While growing up in Siksika Nation, Trevor Solway would watch spooky TV shows such as Goosebumps, Tales from the Crypt and Are You Afraid of the Dark? in the evenings, before he and his cousins gathered around the kitchen to hear real-life Blackfoot legends told by their grandparents.
That pairing of culture and genre is the basis for the Calgary-based filmmaker’s APTNlumi series, Tales From The Rez. It combines the comedy-horror anthology format he loved in his youth and scary stories from his community, each updated and embedded with a lesson for younger generations.
“I think this is like a modern continuation of that tradition,” Solway told CBC News. “As Blackfoot filmmakers and storytellers, it’s our responsibility to come up with new stories.”
As Indigenous horror continues to cement itself as a rich subgenre, filmmakers such as Solway are reimagining old family ghost stories for the screen, melding genre and culture into something fresh, but still familiar to those who grew up with these stories and characters.
Like the radioactive monster films that Japan made after the nuclear attacks on Hiroshima and Nagasaki, or the American horror films of the 1970s that depicted the breakdown of traditional families, Solway says that the Indigenous horror subgenre draws from the community’s fears.
“I think for us, one of the scariest things that trumps all of those is colonial horror and the horrors that have been put upon us as Indigenous people,” he explained. During production of Tales From The Rez, he said the cast and crew held smudge ceremonies so as not to invite in the dark subject matter that the show depicts.
With Tales From The Rez, “there’s a lot of subthemes of toxic masculinity and alcoholism and all of these things that didn’t exist before contact,” he said. “And so, you know, there’s a layer of that to all the episodes and the struggles that we continue to deal with.”
During the first episode, for example, a devil walks into a bar — and Solway infuses the script with themes of toxic masculinity, addiction and colonialism. A later episode follows a trickster character who goes on a mischievous rampage.
Solway and producer Colin Van Loon pitched the series to Indigenous broadcaster APTN at a live pitch competition during the ImagiNATIVE Film and Media Arts Festival a few years ago. It was well-received by the audience, but it didn’t win.
“I think the really brilliant thing that Trevor was able to elevate through his writing was this idea of characters and narratives and the things that might have been happening that weren’t in the [original] story or the kind of urban legends that people told,” said Van Loon.

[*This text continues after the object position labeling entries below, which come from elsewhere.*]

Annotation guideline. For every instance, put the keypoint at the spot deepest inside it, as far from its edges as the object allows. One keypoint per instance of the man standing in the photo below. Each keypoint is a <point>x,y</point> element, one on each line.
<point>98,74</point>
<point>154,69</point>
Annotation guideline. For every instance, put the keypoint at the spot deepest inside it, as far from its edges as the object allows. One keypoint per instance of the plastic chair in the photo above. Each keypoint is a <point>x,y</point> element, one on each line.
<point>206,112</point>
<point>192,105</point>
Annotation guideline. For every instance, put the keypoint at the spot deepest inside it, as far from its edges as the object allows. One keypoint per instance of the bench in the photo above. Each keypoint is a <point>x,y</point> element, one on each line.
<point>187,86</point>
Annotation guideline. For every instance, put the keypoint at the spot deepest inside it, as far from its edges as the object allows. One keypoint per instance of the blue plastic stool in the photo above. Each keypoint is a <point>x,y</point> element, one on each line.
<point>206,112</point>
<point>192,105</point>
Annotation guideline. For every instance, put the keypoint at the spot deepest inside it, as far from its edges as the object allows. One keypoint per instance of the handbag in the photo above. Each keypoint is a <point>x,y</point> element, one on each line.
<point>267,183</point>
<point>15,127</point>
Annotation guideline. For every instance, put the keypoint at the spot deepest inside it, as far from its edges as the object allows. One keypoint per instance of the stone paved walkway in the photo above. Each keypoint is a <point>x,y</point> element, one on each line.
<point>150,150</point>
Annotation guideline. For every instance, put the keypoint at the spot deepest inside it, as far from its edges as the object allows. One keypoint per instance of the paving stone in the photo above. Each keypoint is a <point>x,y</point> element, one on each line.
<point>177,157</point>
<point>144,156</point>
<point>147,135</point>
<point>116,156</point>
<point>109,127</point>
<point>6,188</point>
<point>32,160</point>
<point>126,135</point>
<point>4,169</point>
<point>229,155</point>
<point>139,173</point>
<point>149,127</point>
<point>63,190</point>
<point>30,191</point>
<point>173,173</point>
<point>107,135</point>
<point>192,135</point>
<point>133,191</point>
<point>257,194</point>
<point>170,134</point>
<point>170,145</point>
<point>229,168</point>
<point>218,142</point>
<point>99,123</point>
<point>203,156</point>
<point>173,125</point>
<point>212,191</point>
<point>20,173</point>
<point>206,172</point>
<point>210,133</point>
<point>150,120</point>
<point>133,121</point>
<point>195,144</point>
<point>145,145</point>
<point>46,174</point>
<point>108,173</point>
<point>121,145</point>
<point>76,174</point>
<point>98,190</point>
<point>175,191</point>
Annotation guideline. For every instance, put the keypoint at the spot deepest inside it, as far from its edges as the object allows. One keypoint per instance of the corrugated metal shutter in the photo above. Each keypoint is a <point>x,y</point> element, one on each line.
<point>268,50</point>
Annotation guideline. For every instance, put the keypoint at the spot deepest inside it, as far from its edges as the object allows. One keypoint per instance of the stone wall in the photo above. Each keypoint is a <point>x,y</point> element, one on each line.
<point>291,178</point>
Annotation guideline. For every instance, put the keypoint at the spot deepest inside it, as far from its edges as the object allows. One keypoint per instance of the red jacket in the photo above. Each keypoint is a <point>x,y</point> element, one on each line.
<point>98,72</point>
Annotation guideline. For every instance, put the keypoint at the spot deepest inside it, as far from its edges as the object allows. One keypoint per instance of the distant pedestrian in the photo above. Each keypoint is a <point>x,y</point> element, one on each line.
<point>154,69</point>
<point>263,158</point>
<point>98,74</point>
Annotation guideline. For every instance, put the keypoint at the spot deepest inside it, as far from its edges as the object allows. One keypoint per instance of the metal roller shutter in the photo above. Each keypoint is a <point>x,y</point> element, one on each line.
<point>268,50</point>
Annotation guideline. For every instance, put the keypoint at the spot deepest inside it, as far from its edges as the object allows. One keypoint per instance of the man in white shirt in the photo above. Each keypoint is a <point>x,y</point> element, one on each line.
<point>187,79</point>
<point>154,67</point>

APTN recently renewed the series for a second season.
WATCH | The trailer for Tales From The Rez, a Blackfoot horror-comedy series:
Ghost hunting on Cape Breton Island
The duo aren’t the only ones repurposing urban legends. Dawn Wells, a Sydney, N.S.-based documentarian and ghost hunter, dives into the ghost stories and unexplained mysteries that haunt the Nova Scotia Island’s Mi’kmaq community in her series, Creepy Cape Breton.
“My grandmother would tell us ghost stories when we were younger. And it was just a family thing we all did,” said the Mi’kmaq filmmaker. Like Solway, she was fascinated by TV shows such as Unsolved Mysteries in her youth.
She thinks the show — coming from a Mi’kmaw filmmaker who was brought up surrounded by the community’s urban legend on a reserve — offers a unique perspective that isn’t usually found in the genre, mixing real-life UFO sightings and Bigfoot-like creatures with Mi’kmaq legends and smudging ceremonies.
“Traditionally the older generation, like my parents, were very superstitious. Even though we told ghost stories and everything, it actually kind of was a no-no to talk about the dead,” said Wells, which she attributed to a strong Catholic influence.
“It’s kind of strange because our culture is so wrapped in tradition and it’s so strongly connected to the earth and a lot of [spirituality].”
Day 69:13Tales from the Rez adapts Blackfoot ghost stories for the screen
Jamesie Fournier, a Toronto-based Inuk horror writer, says his own interest in the genre was inspired by the stories that his mother told him as a child — bone-chilling tales that kept him and his brother from getting into trouble.
He believes there’s no better way to learn about a community than to learn what their fears are, pointing to a legend frequently told during his upbringing in Northwest Territories: the Qallupilluit, a creature that lives under the sea ice who drags down children playing too close to its cracks.
“In a lot of Indigenous cultures, we [have] the world that we see in front of us right now. But also behind that world there is a secondary one, a spiritual landscape that exists [where] all your actions have much more gravitas and the consequences are much more dark,” Fournier said.